3 Ways to Convince the Boss to Invest in Customer Service Technology
This article was originally published as my monthly advisor column on CustomerThink.com on July 13, 2017. Click here to read the original.
One thing I’m coming to realize about customer service technology is that the cool new tools your customer service team MUST HAVE NOW are limitless. The latest and greatest could be yours for a reasonable monthly fee per user.
That’s all well and good, but those fees really start to add up. It’s one thing to get excited about a shiny new tool after a sales demo and it’s quite another to convince the boss to invest the money.
A failed technology pitch
One particular situation where I wanted a new piece of technology looms large in my mind — a new ticketing system for our support team. The old system was a holdover from a time when we thought hosting everything on-premise was better. The problem was that we were several versions behind and didn’t want to renew our support agreement or allocate precious IT time to maintaining support tools.
A newer, cloud-based system would allow for better reporting, integrated post-interaction surveys, regular automatic software updates, and easy integration of knowledge base, chat support, phone system, and social media. Systems that were currently quite disjointed.
The benefits of switching to a new ticketing system far outweighed the costs — or so I thought. I compiled these all into a one-page document and confidently presented it to our CEO and COO. It didn’t take them long to flatly deny my request.
Why? As it turned out, I wasn’t able to convince them that this new technology was better than the status quo. While the status quo was outdated, it fit within the budget, whereas the new one was an entirely new expense. I might have made another run at getting it approved but ended up leaving that job not long after this.
Rethinking my approach
I’ve had some time to think about that failed proposal and am ready to share some of the things I should have done differently. Here are three recommended actions for anyone looking to convince their boss to spend money on new customer service technology.
1. Tell a better story.
Effective storytelling is an art form that’s been used throughout the history of humanity to persuade others to take action. Simply handing my boss a paper listing the benefits of the new platform showed that I didn’t spend the time necessary to put together a compelling case. Using the simple A.I.M. model of storytelling, determine who your Audience is, be clear on the Intent, or what you want to achieve, and then craft a Message for your audience. The message should pair together stories and verbatim feedback that illustrates the impact on the customer and agent journey with the right metrics that prove the value to the organization.

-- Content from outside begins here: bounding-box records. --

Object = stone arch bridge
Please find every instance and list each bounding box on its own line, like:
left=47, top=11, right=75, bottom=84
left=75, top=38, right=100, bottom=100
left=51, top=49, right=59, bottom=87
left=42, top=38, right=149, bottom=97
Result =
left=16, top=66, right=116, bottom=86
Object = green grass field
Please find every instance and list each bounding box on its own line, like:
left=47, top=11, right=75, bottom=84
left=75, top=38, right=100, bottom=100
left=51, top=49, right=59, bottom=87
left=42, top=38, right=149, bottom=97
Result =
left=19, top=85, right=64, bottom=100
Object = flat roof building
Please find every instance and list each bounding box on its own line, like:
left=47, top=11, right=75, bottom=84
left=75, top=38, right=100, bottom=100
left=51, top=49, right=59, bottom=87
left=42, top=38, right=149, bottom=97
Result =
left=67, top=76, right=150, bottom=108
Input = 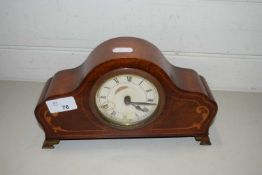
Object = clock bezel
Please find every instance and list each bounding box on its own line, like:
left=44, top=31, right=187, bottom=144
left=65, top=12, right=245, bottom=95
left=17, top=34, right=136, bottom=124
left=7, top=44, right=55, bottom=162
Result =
left=89, top=68, right=165, bottom=130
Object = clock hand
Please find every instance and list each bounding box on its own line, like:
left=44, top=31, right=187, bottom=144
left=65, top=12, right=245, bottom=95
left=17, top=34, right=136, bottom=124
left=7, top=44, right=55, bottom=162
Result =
left=124, top=96, right=156, bottom=105
left=124, top=96, right=149, bottom=112
left=131, top=103, right=149, bottom=112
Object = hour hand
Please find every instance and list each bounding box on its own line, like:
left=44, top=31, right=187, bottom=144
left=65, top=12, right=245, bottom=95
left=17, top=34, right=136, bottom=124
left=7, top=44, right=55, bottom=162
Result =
left=131, top=103, right=149, bottom=112
left=130, top=101, right=156, bottom=105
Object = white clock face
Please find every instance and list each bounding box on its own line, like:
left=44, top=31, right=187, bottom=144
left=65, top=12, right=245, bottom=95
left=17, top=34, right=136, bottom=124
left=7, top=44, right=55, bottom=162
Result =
left=95, top=74, right=159, bottom=126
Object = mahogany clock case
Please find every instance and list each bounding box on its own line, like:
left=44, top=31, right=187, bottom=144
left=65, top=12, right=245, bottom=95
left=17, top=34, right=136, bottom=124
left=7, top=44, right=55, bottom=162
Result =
left=35, top=37, right=217, bottom=148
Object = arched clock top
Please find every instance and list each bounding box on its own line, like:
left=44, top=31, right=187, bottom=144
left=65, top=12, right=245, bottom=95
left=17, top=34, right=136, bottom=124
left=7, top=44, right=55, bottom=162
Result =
left=35, top=37, right=217, bottom=148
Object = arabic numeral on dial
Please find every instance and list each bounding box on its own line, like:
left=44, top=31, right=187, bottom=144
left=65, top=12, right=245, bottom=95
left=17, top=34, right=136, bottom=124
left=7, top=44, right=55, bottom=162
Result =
left=147, top=98, right=154, bottom=102
left=114, top=78, right=119, bottom=84
left=126, top=76, right=132, bottom=82
left=102, top=104, right=109, bottom=109
left=62, top=105, right=69, bottom=110
left=110, top=111, right=116, bottom=117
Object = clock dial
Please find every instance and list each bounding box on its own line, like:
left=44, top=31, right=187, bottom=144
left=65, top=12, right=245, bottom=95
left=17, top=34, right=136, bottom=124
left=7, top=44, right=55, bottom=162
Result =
left=95, top=74, right=159, bottom=126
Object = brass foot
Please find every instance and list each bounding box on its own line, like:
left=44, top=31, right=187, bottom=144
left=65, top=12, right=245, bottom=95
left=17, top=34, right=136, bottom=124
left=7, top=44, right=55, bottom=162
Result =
left=195, top=136, right=211, bottom=145
left=42, top=139, right=60, bottom=149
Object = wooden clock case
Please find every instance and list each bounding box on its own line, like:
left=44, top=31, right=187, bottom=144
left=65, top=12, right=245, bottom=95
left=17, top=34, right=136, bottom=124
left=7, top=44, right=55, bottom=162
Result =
left=35, top=37, right=217, bottom=148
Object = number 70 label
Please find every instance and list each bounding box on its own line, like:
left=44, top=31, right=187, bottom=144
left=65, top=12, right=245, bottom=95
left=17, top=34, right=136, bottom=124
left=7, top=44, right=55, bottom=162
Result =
left=46, top=97, right=77, bottom=113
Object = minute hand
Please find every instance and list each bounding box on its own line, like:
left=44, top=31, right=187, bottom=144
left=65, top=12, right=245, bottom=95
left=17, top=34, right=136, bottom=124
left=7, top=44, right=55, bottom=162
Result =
left=130, top=102, right=156, bottom=105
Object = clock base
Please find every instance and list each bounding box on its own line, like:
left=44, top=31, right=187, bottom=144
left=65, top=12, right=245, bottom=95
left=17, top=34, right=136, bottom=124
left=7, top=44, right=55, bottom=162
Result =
left=42, top=139, right=60, bottom=149
left=42, top=136, right=211, bottom=149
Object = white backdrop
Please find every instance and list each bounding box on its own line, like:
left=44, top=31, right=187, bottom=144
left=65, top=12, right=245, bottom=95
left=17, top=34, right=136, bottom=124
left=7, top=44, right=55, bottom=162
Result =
left=0, top=0, right=262, bottom=91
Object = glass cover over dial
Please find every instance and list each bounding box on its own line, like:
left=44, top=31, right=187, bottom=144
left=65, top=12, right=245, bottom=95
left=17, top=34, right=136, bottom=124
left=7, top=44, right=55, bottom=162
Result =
left=95, top=74, right=159, bottom=126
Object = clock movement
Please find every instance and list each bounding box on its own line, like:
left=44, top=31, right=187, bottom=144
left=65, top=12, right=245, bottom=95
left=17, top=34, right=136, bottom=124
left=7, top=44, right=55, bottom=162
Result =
left=35, top=37, right=217, bottom=148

2. Spend more time kicking the tires.
Sure I took the new ticket system out for a spin and tested out the features to understand how it worked and where everything was. I could have gained more value from that trial by temporarily moving one of our smaller queues over to the system and having a group of agents work in it. That would have given the ability to get agent and customer feedback on the quality of the new platform.

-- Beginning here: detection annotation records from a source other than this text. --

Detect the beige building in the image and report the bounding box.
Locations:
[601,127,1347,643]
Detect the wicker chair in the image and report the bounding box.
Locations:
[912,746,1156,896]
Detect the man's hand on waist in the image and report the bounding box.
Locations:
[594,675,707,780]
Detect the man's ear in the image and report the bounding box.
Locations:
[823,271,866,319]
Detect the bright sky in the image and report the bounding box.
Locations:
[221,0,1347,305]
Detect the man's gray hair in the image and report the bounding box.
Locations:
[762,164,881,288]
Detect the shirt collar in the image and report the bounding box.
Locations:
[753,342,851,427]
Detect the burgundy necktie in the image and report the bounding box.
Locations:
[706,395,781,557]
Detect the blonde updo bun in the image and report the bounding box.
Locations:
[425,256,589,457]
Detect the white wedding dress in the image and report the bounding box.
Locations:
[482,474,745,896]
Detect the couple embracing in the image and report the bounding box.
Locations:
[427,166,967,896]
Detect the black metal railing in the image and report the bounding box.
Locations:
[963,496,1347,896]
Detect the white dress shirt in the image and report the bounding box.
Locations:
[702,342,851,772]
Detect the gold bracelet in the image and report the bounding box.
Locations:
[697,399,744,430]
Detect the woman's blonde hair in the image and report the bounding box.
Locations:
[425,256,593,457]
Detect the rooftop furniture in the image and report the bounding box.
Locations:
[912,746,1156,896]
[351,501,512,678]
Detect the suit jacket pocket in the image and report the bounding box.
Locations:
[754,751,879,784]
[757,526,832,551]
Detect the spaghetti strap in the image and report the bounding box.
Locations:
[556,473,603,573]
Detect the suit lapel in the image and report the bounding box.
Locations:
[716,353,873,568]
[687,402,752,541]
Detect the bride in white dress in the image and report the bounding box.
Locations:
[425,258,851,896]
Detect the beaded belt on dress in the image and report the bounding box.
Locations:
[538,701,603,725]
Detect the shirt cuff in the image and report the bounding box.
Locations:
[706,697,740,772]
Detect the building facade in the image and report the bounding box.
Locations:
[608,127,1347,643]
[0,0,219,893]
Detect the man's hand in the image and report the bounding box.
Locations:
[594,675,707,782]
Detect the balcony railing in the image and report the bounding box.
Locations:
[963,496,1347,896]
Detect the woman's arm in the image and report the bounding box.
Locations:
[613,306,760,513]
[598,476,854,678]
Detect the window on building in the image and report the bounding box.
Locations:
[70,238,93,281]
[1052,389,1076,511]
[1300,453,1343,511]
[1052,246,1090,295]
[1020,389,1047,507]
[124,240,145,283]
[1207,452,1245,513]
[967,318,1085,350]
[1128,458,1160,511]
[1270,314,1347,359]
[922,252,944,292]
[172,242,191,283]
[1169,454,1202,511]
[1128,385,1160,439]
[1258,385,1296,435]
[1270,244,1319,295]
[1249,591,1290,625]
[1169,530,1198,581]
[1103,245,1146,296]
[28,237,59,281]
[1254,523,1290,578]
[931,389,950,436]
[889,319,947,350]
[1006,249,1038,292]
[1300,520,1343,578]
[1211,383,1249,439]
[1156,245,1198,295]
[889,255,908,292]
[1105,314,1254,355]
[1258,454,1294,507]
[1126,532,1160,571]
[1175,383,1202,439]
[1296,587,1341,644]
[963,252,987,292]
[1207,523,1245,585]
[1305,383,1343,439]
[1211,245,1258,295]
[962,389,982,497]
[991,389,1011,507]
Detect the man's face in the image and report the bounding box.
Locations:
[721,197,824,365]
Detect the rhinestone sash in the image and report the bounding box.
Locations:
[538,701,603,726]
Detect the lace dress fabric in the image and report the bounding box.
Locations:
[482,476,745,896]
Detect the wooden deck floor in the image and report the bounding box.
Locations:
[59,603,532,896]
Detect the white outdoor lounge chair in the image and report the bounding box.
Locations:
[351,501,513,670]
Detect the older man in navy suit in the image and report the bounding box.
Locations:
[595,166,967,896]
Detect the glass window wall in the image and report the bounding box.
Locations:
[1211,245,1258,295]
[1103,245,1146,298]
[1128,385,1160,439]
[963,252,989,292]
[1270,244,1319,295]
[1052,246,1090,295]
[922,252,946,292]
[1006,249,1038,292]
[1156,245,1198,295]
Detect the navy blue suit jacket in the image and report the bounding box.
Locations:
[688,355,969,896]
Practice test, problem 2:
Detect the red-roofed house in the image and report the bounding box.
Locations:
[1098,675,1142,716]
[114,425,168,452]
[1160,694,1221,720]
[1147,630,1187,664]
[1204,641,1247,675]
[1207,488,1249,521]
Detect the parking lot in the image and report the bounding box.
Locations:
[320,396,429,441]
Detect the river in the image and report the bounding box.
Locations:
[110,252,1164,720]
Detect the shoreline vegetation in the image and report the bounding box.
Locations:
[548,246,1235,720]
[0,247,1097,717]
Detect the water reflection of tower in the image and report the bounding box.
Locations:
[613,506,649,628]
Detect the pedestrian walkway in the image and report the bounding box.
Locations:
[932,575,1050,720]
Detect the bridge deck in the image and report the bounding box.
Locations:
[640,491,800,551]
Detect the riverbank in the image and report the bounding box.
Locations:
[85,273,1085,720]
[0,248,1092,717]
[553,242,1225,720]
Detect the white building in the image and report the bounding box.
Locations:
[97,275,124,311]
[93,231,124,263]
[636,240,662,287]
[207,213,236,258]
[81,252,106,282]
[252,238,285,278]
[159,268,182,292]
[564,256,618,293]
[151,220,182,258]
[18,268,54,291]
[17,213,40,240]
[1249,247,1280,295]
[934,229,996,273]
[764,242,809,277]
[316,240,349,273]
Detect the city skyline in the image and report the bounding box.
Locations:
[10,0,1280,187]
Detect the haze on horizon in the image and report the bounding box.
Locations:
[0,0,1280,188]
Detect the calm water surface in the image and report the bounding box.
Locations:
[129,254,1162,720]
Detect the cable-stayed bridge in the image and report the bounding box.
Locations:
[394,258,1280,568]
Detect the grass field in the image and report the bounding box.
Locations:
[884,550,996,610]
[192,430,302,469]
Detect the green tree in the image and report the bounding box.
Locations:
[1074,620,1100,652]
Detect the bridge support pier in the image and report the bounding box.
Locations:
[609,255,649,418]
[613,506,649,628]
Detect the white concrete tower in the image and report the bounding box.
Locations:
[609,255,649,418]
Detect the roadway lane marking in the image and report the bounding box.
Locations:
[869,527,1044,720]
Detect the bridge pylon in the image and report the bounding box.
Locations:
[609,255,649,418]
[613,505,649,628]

3. Translate to metrics and dollars.
Ultimately, approval hinges on our ability to show the real impact of the new platform to performance. A solid demo of the product gives you the opportunity to A/B test and compare the effectiveness of the old versus the new. In support, here are some metrics I’d want to see positive movement on.
- Contact deflection: A well-integrated knowledge base can help customers self-solve their own issues. Many systems allow customers to mark when an article solves their issue thus preventing a contact to customer service. If you track cost per contact, it’s fairly simple to quantify the savings when self-help reduces your overall contact volume. At a large enough scale reducing contacts reduces the need to hire more people.

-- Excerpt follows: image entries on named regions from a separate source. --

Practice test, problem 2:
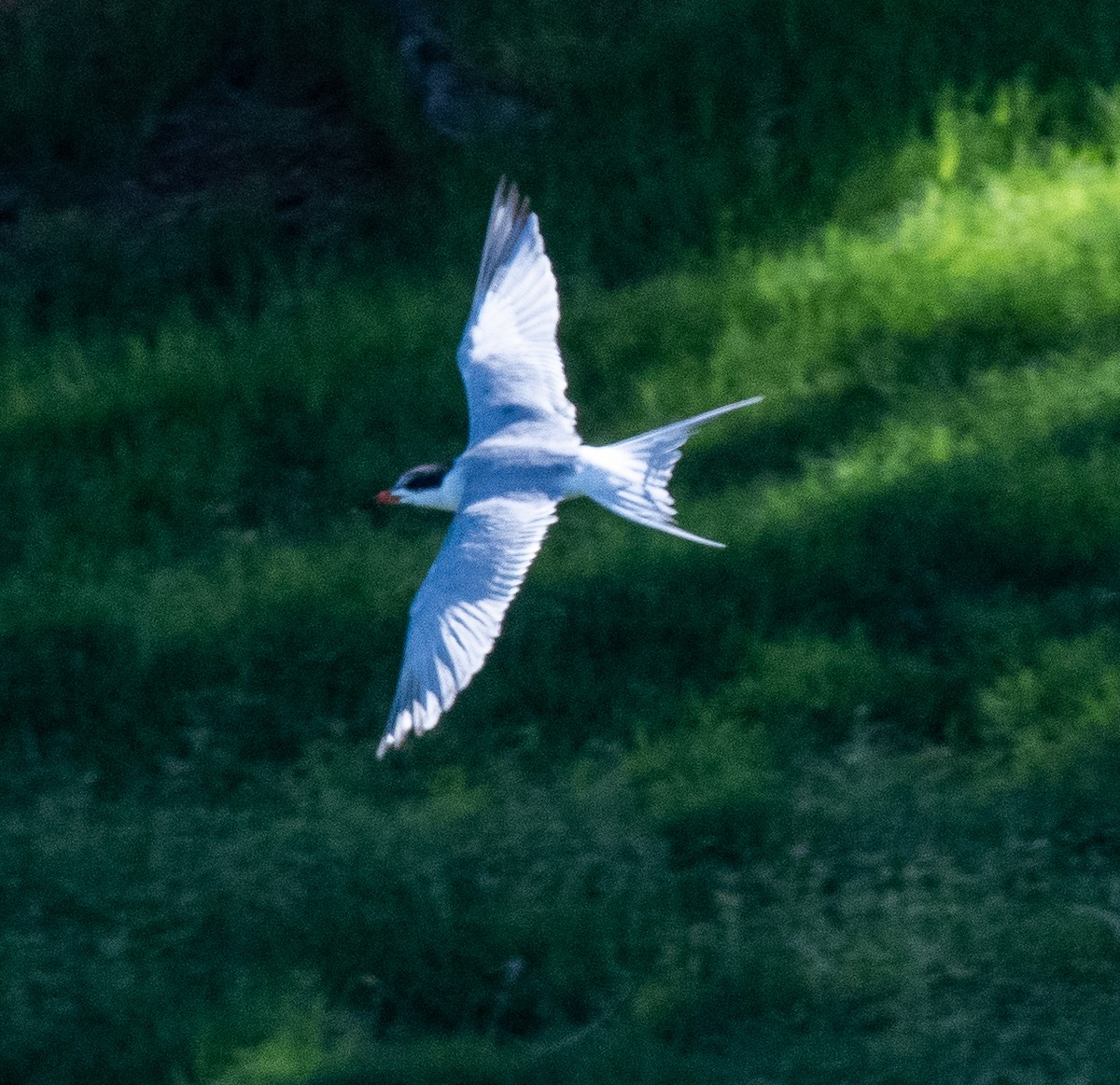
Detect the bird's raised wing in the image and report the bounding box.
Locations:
[377,494,556,757]
[458,178,576,448]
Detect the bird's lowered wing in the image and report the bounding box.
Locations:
[458,178,576,448]
[377,494,556,757]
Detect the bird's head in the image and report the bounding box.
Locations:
[377,464,460,511]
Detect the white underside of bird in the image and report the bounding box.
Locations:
[377,180,762,757]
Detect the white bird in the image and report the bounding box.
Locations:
[377,178,762,757]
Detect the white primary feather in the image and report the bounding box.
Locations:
[377,180,757,757]
[377,485,556,757]
[458,181,576,448]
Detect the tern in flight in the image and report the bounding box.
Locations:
[377,179,762,757]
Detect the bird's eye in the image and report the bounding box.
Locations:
[397,464,447,491]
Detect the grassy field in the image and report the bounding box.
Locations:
[0,0,1120,1085]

- Survey response rate: We had a customer satisfaction survey that wasn’t integrated with the ticketing system and got a response rate around 5%. With a survey more tightly integrated, whether an email is triggered when a case is close or an SMS message is sent after a phone conversation, response rates can be upwards of 30%. More customer feedback can be of significant value to the entire organization.
- Agent productivity: Any time I asked for more staff on the customer service team, the question was almost always, “Is there anything we can do to make our existing staff more productive?” In a contact center where agents are required to have many browser windows open to support customers, simplifying the agent experience with a system that’s better integrated should enable them to do their work more efficiently.
- IT Resources: We had deferred maintenance on our existing systems so I had been using very little IT resources. Prior to meeting with executives, it would have been wise to spend time with IT understanding the time and expense it would take to properly manage the system versus having it in the cloud. There are potential security issues associated with outdated software, and costs associated with IT time. Knowing these will enrich the proposal.
Ending on a successful note
I’m reminded of another instance at the same job where there was a nagging support issue. We were instructing customers to use a workaround many times each day. If that workaround didn’t work, we might lose a customer. If it did work, we might still lose customers over the hassle. The ultimate fix was a seven-figure improvement to our network. That didn’t stop my team from continuing to inform our executives of the incredible frustration this caused customers.
Finally, the time came where the executive team was ready to seriously consider a fix. We were able to share verbatim feedback from customers, talk about large customers affected and their lifetime value, and quantify the annual support and churn costs related to the issue. In the end the new technology was approved, and while it wasn’t implemented instantaneously, the hope of a better future sure was great.
When you land on a piece of technology that you think can really make a difference in your organization, take the time up front to understand the true impact, craft a story that highlights this for your boss, and then apply the right amount of patience and persistence to see it through to completion.